Father Dave has used his boxing skills to help members of the community and raise money for charity.

"When the church put its support behind the 'No' campaign I said at the time that the church has had a lot to apologise for over the years and this will be another thing we have to apologise for. There is a very strong culture which is against same sex marriage in the Anglican Church," he said.

"My aim to build relationships in the Muslim community has been another issue. I haven't had any support from the diocese in that.

"They couldn't get beyond wanting to see [the Muslim community] as the opposition."

Father Dave said there was a "toxic" culture within the Anglican Church that needed to be addressed.

"I think a lot of people get crushed by the church institution and many separated and divorced people tend to suffer under this church rule. And for the LGBTQI+ community and people of different faith this treatment isn't any different," he said.

"Any number of people, even by virtue of their gender, suffer from rules within the Sydney Anglican Church. If you are a woman then you are often treated as a second-class citizen."

He said there is a definite need for the church as a whole to show more inclusiveness and openness to people from other walks of life.

"The thing is, it isn't about individual, evil people within the church either. It's about how the organisation works," Father Dave said.

"There are actually decent people there but the organisation as a whole can be quite toxic."

One of the things that has surprised Father Dave most about this situation is the amount of support he has been receiving from people outside the church community.

"The reaction from the community has been extremely gratifying and has absolutely made all the difference in the world," he said.

"When something like this happens you think that 30 years of your life have been wasted. But I have had so many people come forward and say 'You have made all the difference'."

People from the Muslim community, those who know him from his work at the youth centre and people from the boxing community have all rallied around Father Dave after hearing about his situation.

Father Dave is set to participate in a charity match next month, which he hopes will provide more opportunities for paid matches.
Father Dave is set to participate in a charity match next month, which he hopes will provide more opportunities for paid matches.

"I feel like god brought them out of hiding to support me and it has been lovely. I wasn't anticipating that," he said.

"I haven't heard from the church, there is a wonderful irony in that. There still are a number of people within the church who have been supportive but it has mainly been people outside the congregation that have reached out.

"I always thought you put yourself out for people in the church and then if the situation ever changes they will be the ones there for you. But instead that support has come from other people I didn't expect."

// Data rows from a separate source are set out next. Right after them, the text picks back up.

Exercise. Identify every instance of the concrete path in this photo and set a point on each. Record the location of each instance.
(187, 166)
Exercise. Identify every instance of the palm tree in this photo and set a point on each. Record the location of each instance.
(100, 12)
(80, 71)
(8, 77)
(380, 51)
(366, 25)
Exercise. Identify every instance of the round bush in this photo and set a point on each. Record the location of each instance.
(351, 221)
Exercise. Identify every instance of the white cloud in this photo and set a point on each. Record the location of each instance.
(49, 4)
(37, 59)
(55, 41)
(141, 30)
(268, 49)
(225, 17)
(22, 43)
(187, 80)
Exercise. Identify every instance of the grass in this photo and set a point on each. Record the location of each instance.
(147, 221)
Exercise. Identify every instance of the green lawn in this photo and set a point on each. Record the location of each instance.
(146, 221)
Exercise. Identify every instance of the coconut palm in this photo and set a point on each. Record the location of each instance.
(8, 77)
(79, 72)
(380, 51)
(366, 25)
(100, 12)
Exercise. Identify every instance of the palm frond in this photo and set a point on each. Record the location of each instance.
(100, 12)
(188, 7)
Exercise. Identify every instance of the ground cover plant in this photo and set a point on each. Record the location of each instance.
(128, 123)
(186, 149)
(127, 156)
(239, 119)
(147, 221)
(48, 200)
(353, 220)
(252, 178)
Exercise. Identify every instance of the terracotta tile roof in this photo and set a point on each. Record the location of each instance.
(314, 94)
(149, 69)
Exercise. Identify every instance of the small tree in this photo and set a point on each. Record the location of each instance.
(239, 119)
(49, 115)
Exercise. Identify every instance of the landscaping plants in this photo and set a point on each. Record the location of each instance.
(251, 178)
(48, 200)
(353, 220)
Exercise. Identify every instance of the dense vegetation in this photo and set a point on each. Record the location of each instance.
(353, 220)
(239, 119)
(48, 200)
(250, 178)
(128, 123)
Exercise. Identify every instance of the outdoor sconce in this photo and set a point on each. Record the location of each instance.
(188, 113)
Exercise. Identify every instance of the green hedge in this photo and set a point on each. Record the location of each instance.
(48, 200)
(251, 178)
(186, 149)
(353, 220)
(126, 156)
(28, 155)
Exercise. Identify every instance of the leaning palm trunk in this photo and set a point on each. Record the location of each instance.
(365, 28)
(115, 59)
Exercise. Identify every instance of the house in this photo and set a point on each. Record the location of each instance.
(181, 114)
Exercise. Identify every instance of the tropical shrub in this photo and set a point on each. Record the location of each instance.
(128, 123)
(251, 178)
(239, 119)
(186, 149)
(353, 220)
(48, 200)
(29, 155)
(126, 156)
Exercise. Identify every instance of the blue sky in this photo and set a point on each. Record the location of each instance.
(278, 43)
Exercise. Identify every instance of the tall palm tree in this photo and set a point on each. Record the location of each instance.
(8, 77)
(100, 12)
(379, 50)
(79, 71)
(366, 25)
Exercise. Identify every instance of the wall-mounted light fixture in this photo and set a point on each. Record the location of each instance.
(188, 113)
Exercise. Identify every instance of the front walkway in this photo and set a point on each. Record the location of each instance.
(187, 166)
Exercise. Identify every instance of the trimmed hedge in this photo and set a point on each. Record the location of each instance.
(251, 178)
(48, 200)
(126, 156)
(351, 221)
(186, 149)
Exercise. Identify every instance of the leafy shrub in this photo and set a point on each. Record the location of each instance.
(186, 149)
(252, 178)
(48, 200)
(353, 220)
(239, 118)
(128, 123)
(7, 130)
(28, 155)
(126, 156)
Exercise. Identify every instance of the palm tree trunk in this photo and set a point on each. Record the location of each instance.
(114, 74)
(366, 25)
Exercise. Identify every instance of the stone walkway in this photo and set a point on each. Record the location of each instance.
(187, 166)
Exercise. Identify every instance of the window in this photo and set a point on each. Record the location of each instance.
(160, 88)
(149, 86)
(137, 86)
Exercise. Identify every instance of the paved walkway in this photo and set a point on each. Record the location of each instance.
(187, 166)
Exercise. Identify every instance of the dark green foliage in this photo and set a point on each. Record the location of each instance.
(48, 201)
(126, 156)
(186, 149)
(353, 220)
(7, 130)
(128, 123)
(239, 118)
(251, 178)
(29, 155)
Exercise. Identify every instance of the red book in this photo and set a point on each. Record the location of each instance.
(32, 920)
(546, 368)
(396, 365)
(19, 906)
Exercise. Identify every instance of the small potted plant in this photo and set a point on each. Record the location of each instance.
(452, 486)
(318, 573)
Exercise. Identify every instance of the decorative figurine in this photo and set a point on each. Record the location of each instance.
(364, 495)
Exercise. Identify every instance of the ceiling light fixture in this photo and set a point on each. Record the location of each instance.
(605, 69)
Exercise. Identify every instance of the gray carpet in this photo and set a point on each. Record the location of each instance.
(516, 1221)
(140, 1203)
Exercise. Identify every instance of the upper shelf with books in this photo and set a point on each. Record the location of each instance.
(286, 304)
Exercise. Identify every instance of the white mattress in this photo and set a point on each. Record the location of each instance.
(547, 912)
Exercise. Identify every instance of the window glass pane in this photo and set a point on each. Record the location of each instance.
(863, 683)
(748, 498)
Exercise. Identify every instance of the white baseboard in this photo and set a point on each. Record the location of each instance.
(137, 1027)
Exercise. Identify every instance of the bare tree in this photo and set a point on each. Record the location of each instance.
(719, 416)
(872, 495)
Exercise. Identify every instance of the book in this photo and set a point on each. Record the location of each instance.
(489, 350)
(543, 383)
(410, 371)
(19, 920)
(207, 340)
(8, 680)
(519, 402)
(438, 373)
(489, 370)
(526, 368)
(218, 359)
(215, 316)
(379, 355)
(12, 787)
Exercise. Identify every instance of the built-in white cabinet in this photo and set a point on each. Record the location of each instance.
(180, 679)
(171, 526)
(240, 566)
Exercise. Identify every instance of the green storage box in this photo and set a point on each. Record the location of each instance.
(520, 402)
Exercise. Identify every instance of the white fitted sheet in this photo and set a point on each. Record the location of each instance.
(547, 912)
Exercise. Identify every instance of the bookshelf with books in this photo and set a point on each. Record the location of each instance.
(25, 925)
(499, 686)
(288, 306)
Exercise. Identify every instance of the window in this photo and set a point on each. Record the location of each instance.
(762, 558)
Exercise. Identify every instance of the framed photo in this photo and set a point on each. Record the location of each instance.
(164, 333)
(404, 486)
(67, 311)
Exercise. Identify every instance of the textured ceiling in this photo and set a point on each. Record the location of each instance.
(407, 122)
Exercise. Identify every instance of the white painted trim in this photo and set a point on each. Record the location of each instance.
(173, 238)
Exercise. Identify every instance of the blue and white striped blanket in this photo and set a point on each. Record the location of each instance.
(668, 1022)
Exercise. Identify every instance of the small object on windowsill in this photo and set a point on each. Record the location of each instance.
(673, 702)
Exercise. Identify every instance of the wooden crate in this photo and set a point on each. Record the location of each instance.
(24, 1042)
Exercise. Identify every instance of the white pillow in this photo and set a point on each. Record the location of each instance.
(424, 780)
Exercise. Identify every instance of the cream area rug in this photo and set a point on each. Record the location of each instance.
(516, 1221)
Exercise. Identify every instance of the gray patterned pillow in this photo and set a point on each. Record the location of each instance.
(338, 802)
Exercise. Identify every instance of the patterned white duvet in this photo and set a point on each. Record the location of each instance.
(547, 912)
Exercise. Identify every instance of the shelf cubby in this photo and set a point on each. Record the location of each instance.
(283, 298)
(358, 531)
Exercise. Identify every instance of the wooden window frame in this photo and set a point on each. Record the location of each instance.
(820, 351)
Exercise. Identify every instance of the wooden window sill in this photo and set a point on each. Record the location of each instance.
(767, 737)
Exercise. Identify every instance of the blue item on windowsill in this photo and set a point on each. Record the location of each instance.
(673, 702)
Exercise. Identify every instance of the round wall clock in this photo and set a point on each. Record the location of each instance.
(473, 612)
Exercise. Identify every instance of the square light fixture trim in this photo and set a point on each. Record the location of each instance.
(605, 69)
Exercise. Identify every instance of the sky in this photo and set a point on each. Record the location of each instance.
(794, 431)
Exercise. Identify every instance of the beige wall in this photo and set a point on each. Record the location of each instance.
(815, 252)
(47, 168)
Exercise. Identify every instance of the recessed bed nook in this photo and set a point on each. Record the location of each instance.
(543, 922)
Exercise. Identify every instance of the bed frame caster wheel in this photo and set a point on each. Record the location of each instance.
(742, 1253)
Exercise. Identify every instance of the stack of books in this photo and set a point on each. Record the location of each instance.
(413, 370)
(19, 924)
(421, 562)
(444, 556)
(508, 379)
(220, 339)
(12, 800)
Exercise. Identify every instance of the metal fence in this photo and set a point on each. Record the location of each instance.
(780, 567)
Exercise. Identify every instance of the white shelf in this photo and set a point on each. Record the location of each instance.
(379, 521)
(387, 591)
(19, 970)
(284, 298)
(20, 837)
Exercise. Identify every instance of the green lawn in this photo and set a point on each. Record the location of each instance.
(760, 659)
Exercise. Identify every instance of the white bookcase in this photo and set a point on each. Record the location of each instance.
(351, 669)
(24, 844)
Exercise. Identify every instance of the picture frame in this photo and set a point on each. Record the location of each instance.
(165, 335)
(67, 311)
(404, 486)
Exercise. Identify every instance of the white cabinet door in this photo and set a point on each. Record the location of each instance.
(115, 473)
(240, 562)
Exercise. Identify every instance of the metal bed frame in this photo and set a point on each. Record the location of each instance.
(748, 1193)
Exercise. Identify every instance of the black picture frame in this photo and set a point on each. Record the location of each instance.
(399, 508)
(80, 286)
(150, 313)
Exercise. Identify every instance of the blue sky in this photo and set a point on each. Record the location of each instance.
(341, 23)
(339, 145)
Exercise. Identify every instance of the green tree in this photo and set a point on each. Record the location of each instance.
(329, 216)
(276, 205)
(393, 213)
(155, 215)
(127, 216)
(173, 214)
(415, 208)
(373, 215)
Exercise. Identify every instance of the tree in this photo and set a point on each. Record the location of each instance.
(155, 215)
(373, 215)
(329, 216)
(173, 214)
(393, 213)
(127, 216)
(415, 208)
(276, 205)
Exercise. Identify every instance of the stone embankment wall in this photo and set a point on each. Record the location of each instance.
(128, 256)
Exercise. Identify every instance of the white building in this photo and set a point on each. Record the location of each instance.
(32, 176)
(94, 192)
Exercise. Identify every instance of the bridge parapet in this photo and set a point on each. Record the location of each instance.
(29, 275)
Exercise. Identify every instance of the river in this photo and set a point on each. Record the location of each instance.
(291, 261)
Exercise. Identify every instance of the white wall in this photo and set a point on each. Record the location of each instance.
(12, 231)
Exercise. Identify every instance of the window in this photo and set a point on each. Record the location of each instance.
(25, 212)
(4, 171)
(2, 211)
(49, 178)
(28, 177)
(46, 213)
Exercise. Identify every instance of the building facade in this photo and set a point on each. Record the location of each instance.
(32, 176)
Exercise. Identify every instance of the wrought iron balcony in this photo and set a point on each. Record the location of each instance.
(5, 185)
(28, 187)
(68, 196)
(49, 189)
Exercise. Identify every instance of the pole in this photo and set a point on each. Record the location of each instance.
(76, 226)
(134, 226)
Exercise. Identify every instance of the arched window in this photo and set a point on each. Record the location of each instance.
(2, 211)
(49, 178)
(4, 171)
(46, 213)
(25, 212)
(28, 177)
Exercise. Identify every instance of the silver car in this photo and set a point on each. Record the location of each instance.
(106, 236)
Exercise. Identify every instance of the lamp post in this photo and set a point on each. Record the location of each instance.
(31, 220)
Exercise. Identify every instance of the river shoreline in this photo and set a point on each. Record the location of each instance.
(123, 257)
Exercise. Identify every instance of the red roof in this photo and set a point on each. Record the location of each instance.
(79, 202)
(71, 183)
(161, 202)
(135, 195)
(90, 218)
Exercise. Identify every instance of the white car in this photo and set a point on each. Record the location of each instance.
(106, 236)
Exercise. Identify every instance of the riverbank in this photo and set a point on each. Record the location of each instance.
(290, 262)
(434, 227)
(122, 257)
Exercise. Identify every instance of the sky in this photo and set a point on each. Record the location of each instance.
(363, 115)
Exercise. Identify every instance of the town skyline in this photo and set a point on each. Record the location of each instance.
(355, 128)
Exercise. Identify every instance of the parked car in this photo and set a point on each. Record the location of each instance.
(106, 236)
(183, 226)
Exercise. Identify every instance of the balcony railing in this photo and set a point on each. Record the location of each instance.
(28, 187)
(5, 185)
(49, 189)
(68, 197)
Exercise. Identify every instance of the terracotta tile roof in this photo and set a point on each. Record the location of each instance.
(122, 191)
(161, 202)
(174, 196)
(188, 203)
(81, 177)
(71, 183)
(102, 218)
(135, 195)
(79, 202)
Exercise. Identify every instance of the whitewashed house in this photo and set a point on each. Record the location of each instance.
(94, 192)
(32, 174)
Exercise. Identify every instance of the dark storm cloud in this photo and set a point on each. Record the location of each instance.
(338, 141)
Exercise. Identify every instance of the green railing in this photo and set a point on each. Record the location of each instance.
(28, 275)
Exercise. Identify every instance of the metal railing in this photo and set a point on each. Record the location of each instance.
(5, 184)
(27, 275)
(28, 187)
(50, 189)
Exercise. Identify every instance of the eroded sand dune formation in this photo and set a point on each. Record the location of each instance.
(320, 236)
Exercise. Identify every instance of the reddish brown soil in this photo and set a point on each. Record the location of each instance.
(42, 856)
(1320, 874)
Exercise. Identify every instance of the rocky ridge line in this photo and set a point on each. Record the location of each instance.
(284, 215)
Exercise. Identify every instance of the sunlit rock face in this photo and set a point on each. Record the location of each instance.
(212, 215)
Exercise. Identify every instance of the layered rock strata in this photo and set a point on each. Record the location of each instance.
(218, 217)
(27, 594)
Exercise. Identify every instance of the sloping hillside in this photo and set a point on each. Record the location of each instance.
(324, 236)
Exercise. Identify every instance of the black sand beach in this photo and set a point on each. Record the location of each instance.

Father Dave must move out of his current accommodation next week and faced being homeless as a result, but he said multiple people have since come forward with housing offers.

He now faces the difficult task of finding a steady source of income after 30 years working at the same church.

Father Dave is hoping a charity boxing match he has coming up on March 27 in Toowoomba will help his situation.

"If I can win that fight then other opportunities might come out of that. It's a charity match but if I do well it could lead to other paid fighting events," he said.

"But I am 59 so I am not really at my peak."